Herbaceous and Tree Peonies

  • Single style bloom

    The foliage of herbaceous peonies dies off during the winter, and reappears in the spring. Tree peonies’ leaves fall off, but the woody branches remain visible throughout the winter and early spring. Peonies also can be classified by the shape of the bloom. Some have just a single row of petals. Others have double rows of petals around the stem. Bomb-type peonies have shorter interior petals with a single or double row of guard petals. Full double peonies have blooms with all petals the same size, something like a carnation.

Bloom Date

  • The Heartland Peony Society developed a method of classification which measures bloom date in number of days before or after the cultivar Red Charm. The earliest peony blooms a month earlier, and the last blooming peonies bloom nearly three weeks after. You could have a nearly two-month period of peony blossoms if you picked varieties throughout the bloom range.

Color and Charting

  • Peonies come in white, pink, red, lavender and yellow, coral and blush. Hollingsworth Nursery features nearly 600 different plants for purchase.

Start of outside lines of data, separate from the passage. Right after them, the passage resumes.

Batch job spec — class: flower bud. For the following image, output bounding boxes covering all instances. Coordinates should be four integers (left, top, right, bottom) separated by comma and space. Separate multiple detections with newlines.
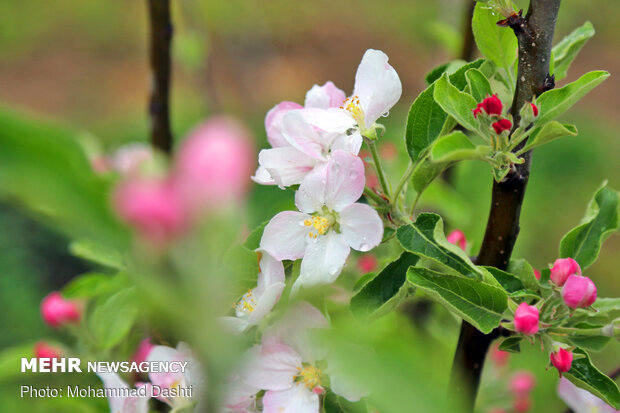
34, 341, 62, 359
113, 177, 188, 244
549, 347, 573, 377
549, 258, 581, 287
473, 94, 503, 118
510, 371, 536, 397
446, 229, 467, 250
174, 116, 255, 212
41, 291, 81, 328
562, 275, 596, 308
514, 303, 538, 335
491, 119, 512, 135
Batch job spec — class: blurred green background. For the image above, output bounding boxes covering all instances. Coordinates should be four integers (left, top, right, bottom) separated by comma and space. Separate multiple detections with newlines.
0, 0, 620, 411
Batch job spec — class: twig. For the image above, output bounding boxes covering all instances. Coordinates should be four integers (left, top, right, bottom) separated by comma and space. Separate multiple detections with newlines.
451, 0, 560, 412
147, 0, 172, 153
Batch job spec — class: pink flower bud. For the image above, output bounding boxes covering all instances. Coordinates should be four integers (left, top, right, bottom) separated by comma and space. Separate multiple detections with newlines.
549, 258, 581, 287
491, 119, 512, 135
491, 344, 510, 367
113, 177, 188, 244
510, 371, 536, 398
34, 341, 62, 359
357, 254, 378, 273
473, 95, 503, 117
446, 229, 467, 250
514, 303, 538, 335
562, 275, 596, 308
549, 348, 573, 377
41, 291, 81, 328
174, 116, 255, 211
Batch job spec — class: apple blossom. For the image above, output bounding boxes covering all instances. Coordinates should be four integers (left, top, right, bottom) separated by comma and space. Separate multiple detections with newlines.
562, 274, 596, 308
514, 303, 538, 335
222, 251, 285, 333
41, 291, 82, 328
260, 150, 383, 287
549, 347, 573, 377
549, 258, 581, 287
173, 116, 255, 211
558, 377, 619, 413
97, 372, 152, 413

When you have decided you want a number of peonies in your landscape, make a chart with blossom color and bloom date to help choose which specific plants you want. Use a spreadsheet format, listing the names of the specific plants down the first column and the bloom dates across the top. When you put a plant on the list, marking the bloom date column will let you see when you will have blooms and where you might have gaps. Using this method, you can plan to have nearly two months of continuous blooming.

    After you have chosen and planted your peonies, make a landscape chart to indicate where you planted them. This way you will remember where they are after they have died back in the fall, so you don’t inadvertently damage their roots when you plant bulbs or other landscape plants.